Wer hat in unserer Gesellschaft Erfolg - und warum? Unter dem gesellschaftlich unumstrittenen Mantra »Wer hart arbeitet, kann alles erreichen« haben wir gelernt zu glauben, dass jeder genau das hat, was er verdient. Die Profiteure und Nutznießer dieses Systems, das Erfolg auf Leistung und Talent zurückführt, gehen darum davon aus, dass sie ihren Erfolg verdienen, dass er ihnen zusteht, eben weil sie sichangestrengt haben.

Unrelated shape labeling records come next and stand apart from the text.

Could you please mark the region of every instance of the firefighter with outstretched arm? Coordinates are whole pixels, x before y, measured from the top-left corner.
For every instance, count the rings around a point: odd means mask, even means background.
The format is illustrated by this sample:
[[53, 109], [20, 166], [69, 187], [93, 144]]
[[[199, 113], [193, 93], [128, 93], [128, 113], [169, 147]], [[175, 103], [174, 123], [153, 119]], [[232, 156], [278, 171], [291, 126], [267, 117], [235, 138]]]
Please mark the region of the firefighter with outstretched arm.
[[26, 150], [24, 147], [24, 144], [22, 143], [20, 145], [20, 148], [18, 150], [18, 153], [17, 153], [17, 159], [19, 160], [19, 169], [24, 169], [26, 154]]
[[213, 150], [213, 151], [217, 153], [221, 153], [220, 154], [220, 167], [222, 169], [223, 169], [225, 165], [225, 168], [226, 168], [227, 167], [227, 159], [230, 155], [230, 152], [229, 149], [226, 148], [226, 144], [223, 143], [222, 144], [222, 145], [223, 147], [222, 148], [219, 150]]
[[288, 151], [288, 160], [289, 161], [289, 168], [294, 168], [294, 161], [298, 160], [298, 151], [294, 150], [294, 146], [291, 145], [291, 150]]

Im Umkehrschluss bedeutet das, dass diejenigen, die am System scheitern, selbst Schuld sind.
Die Hybris der Gewinner ebenso wie die Demütigung der Verlierer befeuern den populistischen Protest, dessen Zeugen wir aktuell weltweit sind. Im Kern zielt der Unmut gegenüber den Eliten auf eine Kritik an der Tyrannei der Leistungsgesellschaft, und diese Kritik ist berechtigt. Seit Jahrzehnten nimmt die Ungleichheit in den demokratischen Gesellschaften zu, Verlierer und Gewinner des Systems entfernen sich sowohl auf sozialer als auch auf finanzieller Ebene immer weiter voneinander.
Statt an einer trennenden Ethik des Erfolgs festzuhalten, müssen wir an einer Politik des Gemeinwohls und der Gerechtigkeit arbeiten, die allen Mitgliedern der Gesellschaft zugutekommt.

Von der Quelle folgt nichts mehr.